System administrators must upgrade the bandit dependency to version 1.11.0 or later. This release enforces the max_fragmented_message_size constraint, terminating excessive memory allocations during fragment reassembly. Operators should evaluate whether their application workflows require fragmented payloads larger than the 8MB default and adjust the configuration parameter accordingly.

The official patch mitigates a secondary risk by rejecting zero-length non-final continuation frames. This validation step prevents attackers from circumventing the 8MB threshold by transmitting billions of empty frames to induce CPU exhaustion via infinite loop processing.

Variant attack vectors remain theoretically possible despite the patch.

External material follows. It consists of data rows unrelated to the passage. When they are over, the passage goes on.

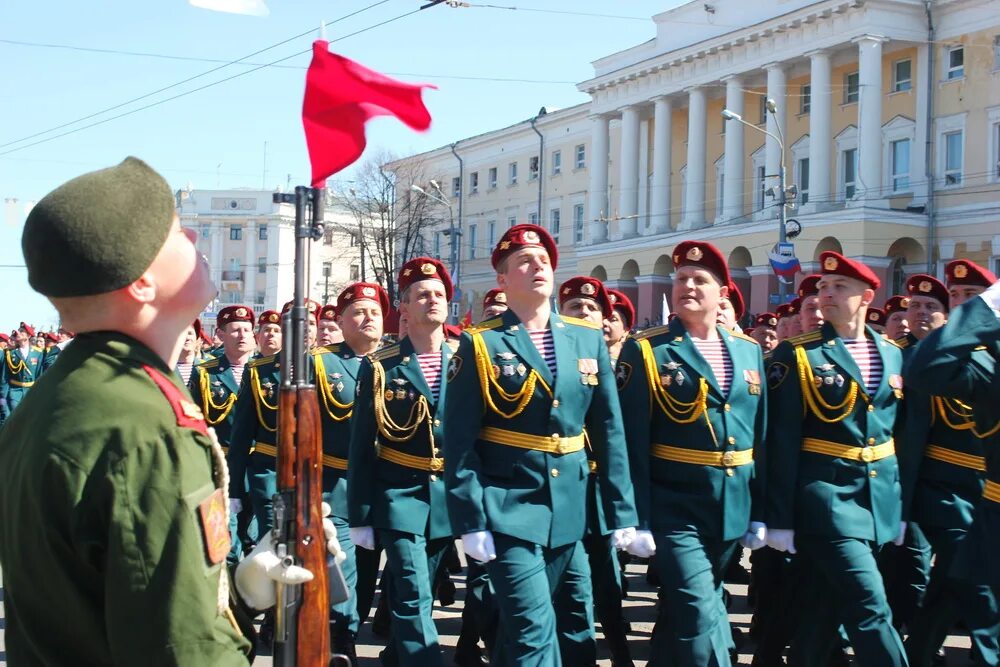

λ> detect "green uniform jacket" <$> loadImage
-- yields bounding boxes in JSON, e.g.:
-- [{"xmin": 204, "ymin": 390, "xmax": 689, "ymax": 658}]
[
  {"xmin": 896, "ymin": 334, "xmax": 991, "ymax": 528},
  {"xmin": 226, "ymin": 352, "xmax": 281, "ymax": 498},
  {"xmin": 445, "ymin": 310, "xmax": 638, "ymax": 547},
  {"xmin": 347, "ymin": 338, "xmax": 452, "ymax": 539},
  {"xmin": 766, "ymin": 322, "xmax": 903, "ymax": 544},
  {"xmin": 190, "ymin": 354, "xmax": 245, "ymax": 451},
  {"xmin": 0, "ymin": 332, "xmax": 250, "ymax": 667},
  {"xmin": 617, "ymin": 319, "xmax": 767, "ymax": 540},
  {"xmin": 312, "ymin": 343, "xmax": 361, "ymax": 519}
]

The IO.iodata_length/1 function operates with O(N) time complexity. An attacker streaming a massive volume of extremely small continuation frames forces repeated O(N) list traversals, potentially causing CPU degradation. Additionally, environments utilizing permessage-deflate compression evaluate the threshold against compressed payloads. Highly compressed payloads may expand in memory, bridging the gap between wire size and RAM allocation before triggering the 8MB limit.